Emanuel Félix: Filho das letras e um dos pais do Urban Sketching na ilha Terceira
5 de out. de 2020, 10:48
— Tatiana Ourique / Açoriano Oriental
Emanuel Félix Lopes da
Silva nasceu em Angra do Heroísmo a 10 de fevereiro de 1959.
Fez formação em
restauro de pintura de cavalete e escultura polícroma tendo exercido funções ao
longo de cinco anos no então Centro de Estudo, Conservação e Restauro de Obras
de Arte dos Açores, em Angra do Heroísmo, onde, paralelamente, se dedicou ao desenho
de arquitetura e ao design. É autor de inúmeros cartazes, catálogos, logótipos,
cartoons, capas e ilustrações de livros.
Autor de diversas
intervenções urbanas e projetos de arquitetura, nomeadamente para câmaras municipais
dos Açores.Tem-se dedicado ultimamente
ao urban sketching, individualmente e no âmbito das atividades do grupo
local, de que é membro e cofundador.
Açoriano Oriental - Cresceu no meio da
literatura, mas foram as artes plásticas que o prenderam. Como foi esta gestão?
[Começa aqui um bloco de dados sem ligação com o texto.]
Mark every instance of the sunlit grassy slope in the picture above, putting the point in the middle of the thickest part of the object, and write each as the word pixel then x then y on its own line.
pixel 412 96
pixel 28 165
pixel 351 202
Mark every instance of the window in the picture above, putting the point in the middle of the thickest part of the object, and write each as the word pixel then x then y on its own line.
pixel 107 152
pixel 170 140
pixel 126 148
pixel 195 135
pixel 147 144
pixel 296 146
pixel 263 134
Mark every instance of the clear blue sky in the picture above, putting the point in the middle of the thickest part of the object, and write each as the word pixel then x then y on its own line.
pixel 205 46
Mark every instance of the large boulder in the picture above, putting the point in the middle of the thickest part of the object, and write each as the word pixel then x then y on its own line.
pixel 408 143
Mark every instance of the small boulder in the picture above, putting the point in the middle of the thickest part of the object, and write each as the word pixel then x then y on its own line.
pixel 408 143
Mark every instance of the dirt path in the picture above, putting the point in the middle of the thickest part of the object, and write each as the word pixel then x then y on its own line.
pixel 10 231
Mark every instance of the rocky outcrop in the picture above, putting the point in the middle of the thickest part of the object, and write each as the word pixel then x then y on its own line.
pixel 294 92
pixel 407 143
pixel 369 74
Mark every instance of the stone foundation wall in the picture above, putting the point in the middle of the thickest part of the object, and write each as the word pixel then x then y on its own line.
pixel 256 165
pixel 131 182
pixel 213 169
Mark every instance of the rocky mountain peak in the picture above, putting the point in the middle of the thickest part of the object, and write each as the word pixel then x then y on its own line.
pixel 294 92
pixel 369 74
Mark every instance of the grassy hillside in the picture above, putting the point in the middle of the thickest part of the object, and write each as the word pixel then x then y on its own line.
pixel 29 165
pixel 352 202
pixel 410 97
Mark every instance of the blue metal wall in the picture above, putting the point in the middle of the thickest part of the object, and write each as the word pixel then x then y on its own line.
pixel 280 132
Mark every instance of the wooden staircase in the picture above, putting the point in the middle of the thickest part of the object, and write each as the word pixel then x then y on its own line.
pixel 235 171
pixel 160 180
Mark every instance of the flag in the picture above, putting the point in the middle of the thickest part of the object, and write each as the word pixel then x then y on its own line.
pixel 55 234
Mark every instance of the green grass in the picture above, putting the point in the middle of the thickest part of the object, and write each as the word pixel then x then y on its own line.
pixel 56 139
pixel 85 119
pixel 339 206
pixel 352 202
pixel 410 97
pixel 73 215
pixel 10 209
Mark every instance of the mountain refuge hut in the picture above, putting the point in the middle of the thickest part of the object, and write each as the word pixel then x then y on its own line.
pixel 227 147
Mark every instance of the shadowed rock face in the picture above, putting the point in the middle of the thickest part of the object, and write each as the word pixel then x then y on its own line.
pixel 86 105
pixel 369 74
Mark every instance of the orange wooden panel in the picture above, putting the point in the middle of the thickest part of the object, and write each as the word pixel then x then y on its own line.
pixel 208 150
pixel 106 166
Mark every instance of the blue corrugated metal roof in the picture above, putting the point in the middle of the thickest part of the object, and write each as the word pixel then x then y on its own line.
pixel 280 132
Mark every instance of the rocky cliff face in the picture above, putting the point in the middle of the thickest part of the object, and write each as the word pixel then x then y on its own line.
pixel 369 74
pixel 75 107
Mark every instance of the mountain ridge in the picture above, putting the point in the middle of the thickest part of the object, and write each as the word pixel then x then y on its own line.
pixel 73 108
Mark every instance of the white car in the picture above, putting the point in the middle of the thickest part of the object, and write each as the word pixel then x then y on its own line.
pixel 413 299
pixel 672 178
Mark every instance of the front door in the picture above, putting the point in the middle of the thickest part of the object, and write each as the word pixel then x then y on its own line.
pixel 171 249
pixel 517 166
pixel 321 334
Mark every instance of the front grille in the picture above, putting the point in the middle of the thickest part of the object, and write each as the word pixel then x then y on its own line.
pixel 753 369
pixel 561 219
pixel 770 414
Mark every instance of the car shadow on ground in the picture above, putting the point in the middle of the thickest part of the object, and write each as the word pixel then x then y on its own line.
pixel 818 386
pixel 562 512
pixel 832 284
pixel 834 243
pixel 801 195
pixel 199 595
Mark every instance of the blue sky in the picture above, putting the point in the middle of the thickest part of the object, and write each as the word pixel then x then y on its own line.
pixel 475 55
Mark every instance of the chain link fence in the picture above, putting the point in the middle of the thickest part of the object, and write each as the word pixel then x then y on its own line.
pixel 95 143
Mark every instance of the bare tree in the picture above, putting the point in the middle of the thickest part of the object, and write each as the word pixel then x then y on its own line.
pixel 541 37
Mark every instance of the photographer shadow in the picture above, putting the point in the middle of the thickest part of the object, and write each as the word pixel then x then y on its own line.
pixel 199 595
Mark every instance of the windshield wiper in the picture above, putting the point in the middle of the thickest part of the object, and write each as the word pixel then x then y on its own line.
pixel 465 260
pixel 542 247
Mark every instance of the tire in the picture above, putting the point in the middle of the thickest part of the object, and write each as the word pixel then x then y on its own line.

Emanuel Félix- Cresci, efetivamente, com
um pai poeta e escritor, no meio de alguns milhares de livros, muitos deles
sobre as diversas formas de arte, mas também de alguns quadros, nomeadamente
desenho e pintura. Mas esta pergunta (e obrigado por isso!) fez-me pensar numa
coisa em que não tinha pensado antes, pelo menos conscientemente: era eu muito
pequeno ainda quando o meu pai e o pintor Rogério Silva fundaram, no rés do
chão da residência deste, na Rua Pêro Anes do Canto, em Angra do Heroísmo, uma
galeria de Arte. Chamava-se "Gávea". Recordo as inúmeras exposições
que nessa época tive a oportunidade de ver e que, reconheço agora, ter-me-ão
despoletado a vontade de riscar e rabiscar que se mantém até hoje.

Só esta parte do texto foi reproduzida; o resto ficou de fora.